Keributan ini menarik perhatian orang sekitar. Apalagi dengan teriakan Namura yang membahana di udara.
Rasa sakit menjalar di seluruh tubuh Yuki. Meski Yuki sudah berbaring tidak berdaya, tapi Namura tetap memukuli Yuki dengan keras. Bahkan Dia dengan brutal meraih gagang sapu yang ada di dekatnya. Dan menggunakannya untuk memukul Yuki.
"Ada apa ini ?"
Sebuah suara menghentikan Namura. Raja Bardhana muncul bersama dengan Pangeran Riana dan Bangsawan Voldermont di sampingnya.
"Yuki...."
Bangsawan Voldermont terkejut melihat Yuki. Dia langsung berlari. Mendorong Namura untuk menjauhi Yuki. "Yuki....!!" Bangsawan Voldermont menggoyangkan bahu Yuki. Tubuh Yuki penuh dengan memar dan luka bekas pukulan.
"Minggir, jangan halangi Aku membunuh ****** sialan ini" raung Namura sambil merangsek maju. Raja Bardhana memberikan perintah yang tidak terlihat. Dua orang prajurit langsung maju dan menodongkan senjata ke leher Namura. Membuatnya berhenti bergerak.
"Apa yang Kalian lakukan dengan istriku. Sialan Aku tidak terima dengan penghinaan ini" teriak Panglima Jaibar Marah.

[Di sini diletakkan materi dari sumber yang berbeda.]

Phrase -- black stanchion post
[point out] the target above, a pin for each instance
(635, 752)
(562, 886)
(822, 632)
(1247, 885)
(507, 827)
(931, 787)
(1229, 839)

"Yukiii" Pangeran Sera yang mendapatkan petunjuk untuk pergi ke taman belakang, melihat keributan yang sedang terjadi. Perasaannya tidak enak. Benar saja, begitu Dia menyeruak masuk ke dalam kerumunan. Jantungnya seketika nyaris berhenti karena melihat Yuki dengan tubuh penuh lebam dan darah. Sedang tidak sadarkan diri.
Dalam sekejap, Pangeran Sera mengulurkan tangan dan mendekap Yuki ke dadanya. Matanya memandang ke kerumunan dengan marah. "Apa yang terjadi ?"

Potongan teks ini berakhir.